CDDRL Postdoctoral Fellow, 2009-2010

This book manuscript explores the historical development of authoritarian regimes in the Middle East over the past century, arguing that we cannot understand the varying durability of these autocracies without engaging their social origins. Likewise, it contends that the genesis of modern Middle East states profoundly implicates not only intense conflicts between domestic actors but also the geopolitical influence of foreign hegemons. Combining historical research and fieldwork, this project thus investigates how early social conflicts pitting rural-backed regimes, often with the aid of geopolitical patrons, against contentious urban sectors shaped the ruling coalitions mobilized by these autocratic governments at the dawn of the post-colonial era—initial coalitional choices that ultimately shaped the institutional carapaces and political fates of these regimes in future decades.

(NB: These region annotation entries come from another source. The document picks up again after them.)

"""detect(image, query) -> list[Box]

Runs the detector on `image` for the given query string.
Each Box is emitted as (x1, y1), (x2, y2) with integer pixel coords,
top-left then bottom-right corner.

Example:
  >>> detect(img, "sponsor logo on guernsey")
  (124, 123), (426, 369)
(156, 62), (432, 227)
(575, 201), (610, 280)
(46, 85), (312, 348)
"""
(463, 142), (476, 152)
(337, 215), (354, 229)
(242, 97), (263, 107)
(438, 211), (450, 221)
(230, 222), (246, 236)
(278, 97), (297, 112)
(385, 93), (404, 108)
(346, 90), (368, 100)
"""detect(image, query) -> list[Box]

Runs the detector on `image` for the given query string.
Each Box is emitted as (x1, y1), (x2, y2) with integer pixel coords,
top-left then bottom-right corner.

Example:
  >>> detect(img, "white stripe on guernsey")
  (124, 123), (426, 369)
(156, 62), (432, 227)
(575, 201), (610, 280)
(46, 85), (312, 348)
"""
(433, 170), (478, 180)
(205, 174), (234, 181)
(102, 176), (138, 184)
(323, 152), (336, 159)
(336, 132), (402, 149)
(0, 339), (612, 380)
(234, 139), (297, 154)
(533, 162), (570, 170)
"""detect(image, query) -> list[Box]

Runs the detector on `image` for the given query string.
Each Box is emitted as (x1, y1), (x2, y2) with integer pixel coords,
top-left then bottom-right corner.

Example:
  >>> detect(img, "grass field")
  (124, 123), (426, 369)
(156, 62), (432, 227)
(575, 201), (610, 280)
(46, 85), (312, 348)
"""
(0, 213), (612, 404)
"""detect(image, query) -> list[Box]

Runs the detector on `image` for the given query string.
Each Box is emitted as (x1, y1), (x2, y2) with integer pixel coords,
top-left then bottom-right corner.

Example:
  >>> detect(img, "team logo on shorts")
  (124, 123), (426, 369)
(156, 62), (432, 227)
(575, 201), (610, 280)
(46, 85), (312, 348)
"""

The book develops this theory by identifying three patterns of state-building linking early conflicts and geopolitical subventions with long-term pathways of stability and contestation: regime durability, when rulers rallied mass coalitions in the absence of great power meddling (e.g., Tunisia, Kuwait); tenuous survival, when autocratic sovereigns mobilized selective coalitions combined with limited external support (e.g., Jordan, Bahrain); and political termination, when dictatorial rulers marshaled only narrow coalitions due to the presence of robust Western sponsorship (e.g., Hashemite-era Iraq, Pahlavi-era Iran).  The conclusion is counterintuitive.  The more that geopolitical patrons enabled domestic rulers to liquidate social opposition during founding conflicts that would determine the fate of the post-colonial state, the more persistent contestation they faced in the long-run due to their adoption of exclusionary and repressive ruling strategies.  Conversely, when rulers lacked the exogenous support necessary to crush contentious social groups, and engaged them instead through bargains and negotiation, they erected the institutions and policies necessary to ensure mass backing behind their new regimes.